The Way I See Things


Arty farty disco hat

With the normal proviso that I'm not an expert (in anything) and that there could well be other species that look very similar, I'm going to assert that this tiny fungus is Lachnum virgineum, which is known in the UK as Snowy Disco and in the USA as Stalked Hairy Fairy Cup. When I say tiny, each of these little cups was between one and two millimetres across, and I didn't spot them at all until I was processing some images of Candlesnuff Fungus - huge in comparison - growing out of the same rotting elder log.

I haven't been able to find any fascinating information about this species, which may come as a relief to you if you're still reeling from yesterday's slime mould, and its cytoplasmic streaming. But referring back to that, I was pointed at this fascinating article today, by a contact over on Mastodon. Though it isn't actually the main thrust of the article, my favourite bit is the mental image of a slime mould finding its way through a maze to get to food.

Tonight's rather blurry extra records my Good Deed for the Day. I was on my way back to the house from returning the elder log to its home in the wild garden, when I spotted this Bombus terrestris queen, soaking wet and absolutely still, clinging to a tatty bloom of our Iceberg rose. She didn't move when I gently stroked her, and I wasn't sure that she hadn't already died, after being caught in torrential rain on the coldest day of the autumn so far. It was scheduled to rain again quite soon, and to get even colder overnight, so after some thought I snipped off the bloom, laid in on some straw in a cardboard box, and took it into the warm kitchen.

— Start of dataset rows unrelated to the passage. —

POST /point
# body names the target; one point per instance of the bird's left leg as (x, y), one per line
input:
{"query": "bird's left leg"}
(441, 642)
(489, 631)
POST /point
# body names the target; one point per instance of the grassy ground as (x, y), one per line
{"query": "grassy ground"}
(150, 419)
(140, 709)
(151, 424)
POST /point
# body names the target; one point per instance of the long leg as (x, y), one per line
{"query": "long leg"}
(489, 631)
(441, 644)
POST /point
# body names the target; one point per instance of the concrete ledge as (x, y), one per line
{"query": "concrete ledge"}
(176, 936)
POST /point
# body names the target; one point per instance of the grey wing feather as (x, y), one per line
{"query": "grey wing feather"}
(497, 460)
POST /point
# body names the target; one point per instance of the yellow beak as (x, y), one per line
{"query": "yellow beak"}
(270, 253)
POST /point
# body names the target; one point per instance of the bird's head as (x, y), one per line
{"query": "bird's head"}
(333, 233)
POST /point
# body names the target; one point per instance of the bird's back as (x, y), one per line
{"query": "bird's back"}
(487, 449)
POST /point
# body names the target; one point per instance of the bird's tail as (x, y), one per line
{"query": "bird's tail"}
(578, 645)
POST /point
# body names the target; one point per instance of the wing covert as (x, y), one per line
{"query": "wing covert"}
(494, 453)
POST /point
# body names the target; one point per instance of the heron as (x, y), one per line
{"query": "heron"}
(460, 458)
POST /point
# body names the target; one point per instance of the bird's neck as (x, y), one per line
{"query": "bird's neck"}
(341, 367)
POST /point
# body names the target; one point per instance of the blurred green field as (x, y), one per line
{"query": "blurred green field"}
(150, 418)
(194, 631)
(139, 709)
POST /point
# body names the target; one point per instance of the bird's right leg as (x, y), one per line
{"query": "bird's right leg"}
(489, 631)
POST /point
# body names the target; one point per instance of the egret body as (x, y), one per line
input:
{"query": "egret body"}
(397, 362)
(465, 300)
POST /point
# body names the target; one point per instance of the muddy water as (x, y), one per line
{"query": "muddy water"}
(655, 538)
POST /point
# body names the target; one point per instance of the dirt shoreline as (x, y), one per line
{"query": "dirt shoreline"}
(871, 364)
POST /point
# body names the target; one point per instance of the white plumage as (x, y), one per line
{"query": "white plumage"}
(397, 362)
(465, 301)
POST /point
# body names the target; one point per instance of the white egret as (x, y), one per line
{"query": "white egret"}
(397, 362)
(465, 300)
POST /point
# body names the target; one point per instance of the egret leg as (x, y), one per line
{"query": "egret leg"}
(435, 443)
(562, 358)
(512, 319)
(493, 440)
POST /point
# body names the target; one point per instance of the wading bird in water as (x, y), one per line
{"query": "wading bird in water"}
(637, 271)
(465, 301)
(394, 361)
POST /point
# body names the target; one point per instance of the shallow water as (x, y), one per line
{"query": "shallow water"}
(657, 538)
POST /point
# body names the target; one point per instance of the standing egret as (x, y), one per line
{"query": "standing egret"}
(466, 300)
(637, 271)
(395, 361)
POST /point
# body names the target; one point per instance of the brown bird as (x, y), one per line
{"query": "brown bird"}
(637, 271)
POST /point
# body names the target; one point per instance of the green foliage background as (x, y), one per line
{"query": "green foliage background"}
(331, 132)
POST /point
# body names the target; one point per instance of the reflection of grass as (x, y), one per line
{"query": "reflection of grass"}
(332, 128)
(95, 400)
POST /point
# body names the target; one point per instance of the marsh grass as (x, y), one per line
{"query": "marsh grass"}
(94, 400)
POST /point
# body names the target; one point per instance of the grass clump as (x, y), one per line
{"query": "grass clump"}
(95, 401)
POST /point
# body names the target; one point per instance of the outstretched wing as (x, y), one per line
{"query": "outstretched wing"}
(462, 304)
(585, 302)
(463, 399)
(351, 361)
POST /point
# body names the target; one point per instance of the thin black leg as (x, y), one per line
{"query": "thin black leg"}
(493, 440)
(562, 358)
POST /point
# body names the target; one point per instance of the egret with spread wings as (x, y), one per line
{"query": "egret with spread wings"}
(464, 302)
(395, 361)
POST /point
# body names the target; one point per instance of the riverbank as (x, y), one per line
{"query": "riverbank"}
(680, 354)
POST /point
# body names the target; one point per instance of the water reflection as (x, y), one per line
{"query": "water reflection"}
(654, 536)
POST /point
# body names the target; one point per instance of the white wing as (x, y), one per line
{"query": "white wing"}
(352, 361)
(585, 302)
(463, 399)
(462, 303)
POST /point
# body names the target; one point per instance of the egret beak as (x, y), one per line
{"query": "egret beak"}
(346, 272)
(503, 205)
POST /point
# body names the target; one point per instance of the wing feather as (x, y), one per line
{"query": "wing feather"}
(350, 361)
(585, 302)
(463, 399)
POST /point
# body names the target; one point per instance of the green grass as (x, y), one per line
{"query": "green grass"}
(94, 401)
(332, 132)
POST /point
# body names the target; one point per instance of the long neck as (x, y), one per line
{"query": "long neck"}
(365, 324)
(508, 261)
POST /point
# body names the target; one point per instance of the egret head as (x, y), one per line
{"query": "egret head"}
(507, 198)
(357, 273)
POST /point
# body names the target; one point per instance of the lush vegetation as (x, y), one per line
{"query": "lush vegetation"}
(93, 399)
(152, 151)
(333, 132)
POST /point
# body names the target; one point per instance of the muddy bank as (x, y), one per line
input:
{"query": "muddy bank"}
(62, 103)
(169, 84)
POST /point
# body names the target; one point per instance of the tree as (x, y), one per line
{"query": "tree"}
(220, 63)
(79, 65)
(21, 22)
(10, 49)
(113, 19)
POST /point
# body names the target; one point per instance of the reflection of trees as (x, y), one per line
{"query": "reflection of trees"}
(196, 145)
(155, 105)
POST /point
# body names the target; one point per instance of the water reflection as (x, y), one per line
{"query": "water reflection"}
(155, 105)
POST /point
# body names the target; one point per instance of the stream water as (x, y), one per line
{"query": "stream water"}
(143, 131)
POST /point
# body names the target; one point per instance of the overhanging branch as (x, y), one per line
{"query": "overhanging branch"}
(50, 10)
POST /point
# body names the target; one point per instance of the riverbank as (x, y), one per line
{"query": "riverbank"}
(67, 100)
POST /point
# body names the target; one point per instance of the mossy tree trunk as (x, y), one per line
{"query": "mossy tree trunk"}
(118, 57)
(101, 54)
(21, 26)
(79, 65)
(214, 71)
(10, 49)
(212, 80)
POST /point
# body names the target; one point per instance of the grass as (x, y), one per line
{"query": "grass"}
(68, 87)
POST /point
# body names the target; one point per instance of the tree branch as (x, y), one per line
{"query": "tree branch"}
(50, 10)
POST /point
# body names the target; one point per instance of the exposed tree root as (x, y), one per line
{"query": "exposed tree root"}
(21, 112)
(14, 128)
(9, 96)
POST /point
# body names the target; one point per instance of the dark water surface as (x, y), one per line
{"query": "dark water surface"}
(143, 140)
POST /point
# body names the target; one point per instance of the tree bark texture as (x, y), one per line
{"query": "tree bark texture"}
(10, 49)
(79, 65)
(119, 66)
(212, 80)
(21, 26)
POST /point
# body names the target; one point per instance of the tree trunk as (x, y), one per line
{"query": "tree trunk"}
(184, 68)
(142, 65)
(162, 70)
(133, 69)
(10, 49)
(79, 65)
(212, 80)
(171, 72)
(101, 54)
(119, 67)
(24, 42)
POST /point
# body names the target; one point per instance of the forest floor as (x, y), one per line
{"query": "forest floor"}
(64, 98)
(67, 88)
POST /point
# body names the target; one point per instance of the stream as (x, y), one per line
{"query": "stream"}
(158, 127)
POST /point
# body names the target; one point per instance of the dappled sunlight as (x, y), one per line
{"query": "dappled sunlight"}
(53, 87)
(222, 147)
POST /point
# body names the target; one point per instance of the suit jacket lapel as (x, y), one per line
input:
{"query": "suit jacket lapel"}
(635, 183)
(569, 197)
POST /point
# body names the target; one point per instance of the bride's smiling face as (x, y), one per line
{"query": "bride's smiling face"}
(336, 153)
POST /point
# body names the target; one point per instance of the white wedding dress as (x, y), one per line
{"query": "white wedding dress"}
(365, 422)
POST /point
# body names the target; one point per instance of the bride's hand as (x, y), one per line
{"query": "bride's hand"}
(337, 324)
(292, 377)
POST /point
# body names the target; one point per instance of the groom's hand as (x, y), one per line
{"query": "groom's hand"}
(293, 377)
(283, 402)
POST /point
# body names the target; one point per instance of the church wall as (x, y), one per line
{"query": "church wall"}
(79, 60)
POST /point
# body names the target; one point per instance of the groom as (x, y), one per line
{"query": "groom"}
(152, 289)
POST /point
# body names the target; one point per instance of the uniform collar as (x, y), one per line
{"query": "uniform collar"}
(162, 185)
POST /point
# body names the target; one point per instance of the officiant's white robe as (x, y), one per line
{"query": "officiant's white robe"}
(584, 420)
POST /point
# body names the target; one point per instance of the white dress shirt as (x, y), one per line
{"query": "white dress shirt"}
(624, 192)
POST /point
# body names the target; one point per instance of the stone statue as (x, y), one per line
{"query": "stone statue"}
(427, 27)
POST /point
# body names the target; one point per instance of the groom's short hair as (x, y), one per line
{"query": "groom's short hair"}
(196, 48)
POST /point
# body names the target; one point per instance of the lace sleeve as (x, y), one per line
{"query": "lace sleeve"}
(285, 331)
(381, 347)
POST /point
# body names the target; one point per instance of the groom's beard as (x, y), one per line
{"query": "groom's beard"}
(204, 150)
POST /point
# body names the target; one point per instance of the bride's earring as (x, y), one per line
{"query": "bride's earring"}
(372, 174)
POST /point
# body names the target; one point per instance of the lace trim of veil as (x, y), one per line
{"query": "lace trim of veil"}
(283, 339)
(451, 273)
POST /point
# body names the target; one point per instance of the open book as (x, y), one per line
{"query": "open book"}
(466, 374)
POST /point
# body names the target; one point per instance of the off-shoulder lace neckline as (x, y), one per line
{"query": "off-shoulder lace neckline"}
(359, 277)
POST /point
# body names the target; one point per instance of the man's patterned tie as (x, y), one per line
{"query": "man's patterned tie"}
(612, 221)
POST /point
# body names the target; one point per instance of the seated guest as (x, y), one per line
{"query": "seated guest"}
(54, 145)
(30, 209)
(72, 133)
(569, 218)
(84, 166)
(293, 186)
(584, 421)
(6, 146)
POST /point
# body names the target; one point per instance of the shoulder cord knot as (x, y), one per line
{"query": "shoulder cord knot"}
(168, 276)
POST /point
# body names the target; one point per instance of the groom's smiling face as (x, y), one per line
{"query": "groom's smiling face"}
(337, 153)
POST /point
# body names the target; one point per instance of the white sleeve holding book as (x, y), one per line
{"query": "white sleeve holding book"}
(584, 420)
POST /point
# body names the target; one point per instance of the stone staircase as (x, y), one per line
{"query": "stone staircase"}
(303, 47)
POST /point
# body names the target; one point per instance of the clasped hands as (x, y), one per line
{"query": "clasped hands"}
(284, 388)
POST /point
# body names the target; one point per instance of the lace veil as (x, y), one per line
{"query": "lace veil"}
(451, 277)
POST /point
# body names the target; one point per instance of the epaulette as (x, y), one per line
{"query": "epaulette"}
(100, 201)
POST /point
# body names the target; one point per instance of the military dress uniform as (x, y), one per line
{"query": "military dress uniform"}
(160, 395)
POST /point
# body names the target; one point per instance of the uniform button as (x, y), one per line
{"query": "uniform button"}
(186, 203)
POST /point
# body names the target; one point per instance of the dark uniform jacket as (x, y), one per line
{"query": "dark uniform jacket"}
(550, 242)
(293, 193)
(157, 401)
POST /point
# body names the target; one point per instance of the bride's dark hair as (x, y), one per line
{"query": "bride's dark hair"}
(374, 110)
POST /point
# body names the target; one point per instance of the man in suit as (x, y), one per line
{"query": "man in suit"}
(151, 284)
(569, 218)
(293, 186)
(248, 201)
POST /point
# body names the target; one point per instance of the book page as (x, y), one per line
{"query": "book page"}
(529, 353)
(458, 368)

Within about ten minutes the bee had started to move around, though very slowly. I offered her a sip of sugar water, which she rejected. A few minutes later she began to try to climb the side of the box, so I took it out into the porch (which is just a roof on pillars, sheltering the front door), and put it down on a bird food container. I then went to get the camera, and by the time I got back she'd climbed onto the box flap and was vibrating her wings to warm them. I only managed three frames before she rose unsteadily into the air, hovered for a second, and then lifted and zoomed away. As I watched her go I laughed aloud with pleasure, to the evident bemusement of several dog walkers who were passing at the time.

When R arrived home and heard this story, he told me about a Bertrand Russell essay he's currently reading, in which he  defines love as moving "between two poles: on one side, pure delight in contemplation; on the other, pure benevolence." I think I can say that my interaction with the bee met both those criteria.